“I think I am going to make an immense change and learn to take pleasure in the running brooks,” he said. “Will you help me?”
“I know so little, and you know so much,” and her sweet eyes became soft and dreamy. “I could not help you in any way, I fear.”
“Yes, you could—you could teach me to see all things with fresh eyes. You could open the door into a new world.”
“Do you know,” she said, irrelevantly, “Sarah—my eldest sister—Sarah told me it was unwise ever to talk to strangers except in the abstract—and here are you and I conversing about our own interests and feelings—are not we foolish!” She laughed a little nervously.
“No, we are not foolish because we are not strangers—we never were—and we never will be.”
“Are not strangers—?”
“No—do you not feel that sometimes in life one’s friendships begin by antipathy—sometimes by indifference—and sometimes by that sudden magnetism of sympathy as if in some former life we had been very near and dear, and were only picking up the threads again, and to such two souls there is no feeling that they are strangers.”
Theodora was too entirely unsophisticated to remain unmoved by this reasoning. She felt a little thrill—she longed to continue the subject, and yet dared not. She turned hesitatingly to the Count, and for the next ten minutes Lord Bracondale only saw the soft outline of her cheek.
He wondered if he had been too sudden. She was quite the youngest person he had ever met—he realized that, and perhaps he had acted with too much precipitation. He would change his tactics.
The Count was only too pleased to engage the attention of Theodora. He was voluble; she had very little to reply. Things went smoothly. Josiah was appreciating an exceedingly good breakfast, and the playful sallies of the fair widow. All, in fact, was couleur de rose.
“Won’t you talk to me any more?” Lord Bracondale said, after about a quarter of an hour. He felt that was ample time for her to have become calm, and, beautiful as the outline of her cheek was, he preferred her full face.
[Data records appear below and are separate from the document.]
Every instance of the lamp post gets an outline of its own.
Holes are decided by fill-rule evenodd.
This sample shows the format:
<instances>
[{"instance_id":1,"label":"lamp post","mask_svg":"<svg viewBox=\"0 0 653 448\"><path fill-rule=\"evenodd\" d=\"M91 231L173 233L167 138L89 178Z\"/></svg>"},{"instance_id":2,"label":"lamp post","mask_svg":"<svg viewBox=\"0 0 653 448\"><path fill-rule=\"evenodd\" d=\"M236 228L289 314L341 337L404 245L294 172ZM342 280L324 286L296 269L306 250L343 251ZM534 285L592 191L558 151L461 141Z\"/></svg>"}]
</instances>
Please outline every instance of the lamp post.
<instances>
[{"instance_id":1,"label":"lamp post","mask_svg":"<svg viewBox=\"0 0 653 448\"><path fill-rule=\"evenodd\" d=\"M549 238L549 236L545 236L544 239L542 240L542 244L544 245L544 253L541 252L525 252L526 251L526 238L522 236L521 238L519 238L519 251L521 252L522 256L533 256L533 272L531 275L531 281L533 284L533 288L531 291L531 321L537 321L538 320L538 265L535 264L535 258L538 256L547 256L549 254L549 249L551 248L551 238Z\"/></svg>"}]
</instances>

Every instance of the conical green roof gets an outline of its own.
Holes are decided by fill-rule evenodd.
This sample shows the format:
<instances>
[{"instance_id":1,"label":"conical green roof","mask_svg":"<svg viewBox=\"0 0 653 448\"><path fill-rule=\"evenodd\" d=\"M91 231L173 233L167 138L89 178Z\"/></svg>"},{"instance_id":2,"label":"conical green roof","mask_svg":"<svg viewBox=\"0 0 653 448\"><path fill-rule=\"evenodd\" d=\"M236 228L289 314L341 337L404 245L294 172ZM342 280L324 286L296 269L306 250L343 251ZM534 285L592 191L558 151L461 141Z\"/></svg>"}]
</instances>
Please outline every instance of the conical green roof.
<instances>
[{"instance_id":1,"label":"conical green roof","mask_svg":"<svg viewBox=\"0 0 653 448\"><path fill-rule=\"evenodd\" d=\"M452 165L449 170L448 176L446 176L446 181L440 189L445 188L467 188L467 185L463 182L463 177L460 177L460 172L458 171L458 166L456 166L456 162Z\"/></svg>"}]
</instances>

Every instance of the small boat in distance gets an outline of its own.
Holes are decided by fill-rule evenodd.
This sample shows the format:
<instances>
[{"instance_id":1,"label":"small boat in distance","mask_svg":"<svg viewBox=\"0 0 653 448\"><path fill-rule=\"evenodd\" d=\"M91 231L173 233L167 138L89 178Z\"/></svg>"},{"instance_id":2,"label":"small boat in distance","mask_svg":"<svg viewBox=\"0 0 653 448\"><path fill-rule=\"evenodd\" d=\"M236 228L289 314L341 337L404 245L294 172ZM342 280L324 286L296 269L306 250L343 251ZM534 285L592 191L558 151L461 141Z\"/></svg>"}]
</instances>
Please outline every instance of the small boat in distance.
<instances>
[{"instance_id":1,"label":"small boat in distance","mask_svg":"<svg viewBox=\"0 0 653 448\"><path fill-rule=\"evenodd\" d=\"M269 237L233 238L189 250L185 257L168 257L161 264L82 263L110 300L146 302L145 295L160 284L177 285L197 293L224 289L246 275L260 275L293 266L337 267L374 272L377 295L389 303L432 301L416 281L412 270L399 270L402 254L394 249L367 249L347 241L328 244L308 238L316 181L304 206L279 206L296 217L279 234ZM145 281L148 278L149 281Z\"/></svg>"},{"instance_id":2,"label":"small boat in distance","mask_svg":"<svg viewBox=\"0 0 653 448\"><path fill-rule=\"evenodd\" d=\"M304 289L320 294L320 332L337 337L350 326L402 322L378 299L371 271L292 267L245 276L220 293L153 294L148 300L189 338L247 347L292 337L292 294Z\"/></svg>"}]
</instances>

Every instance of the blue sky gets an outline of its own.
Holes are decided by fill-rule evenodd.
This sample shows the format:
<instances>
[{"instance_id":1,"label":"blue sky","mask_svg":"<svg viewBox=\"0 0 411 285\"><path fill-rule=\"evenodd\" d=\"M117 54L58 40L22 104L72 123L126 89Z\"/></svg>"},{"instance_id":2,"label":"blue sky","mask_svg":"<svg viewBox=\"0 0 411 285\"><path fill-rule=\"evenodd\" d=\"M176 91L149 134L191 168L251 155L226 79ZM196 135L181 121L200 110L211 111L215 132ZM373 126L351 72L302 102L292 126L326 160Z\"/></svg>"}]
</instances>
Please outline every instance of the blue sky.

“But of course,” said Theodora. She had not heard more than half what the Count had been saying; she wished vaguely that she might continue the subject of friendship, but she dared not.
“Do you ever go to Versailles?” he asked. This, at least, was a safe subject.
“I have been there—but not since—not this time,” she answered. “I loved it: so full of memories and sentiment, and Old-World charm.”
“It would give me much pleasure to take you to see it again,” he said, with grave politeness. “I must devise some plan—that is, if you wish to go.”
She smiled.
“It is a favorite spot of mine, and there are some allees in the park more full of the story of spring than your Bois even.”
“I do not see how we can go,” said Theodora. “Josiah would find it too long a day.”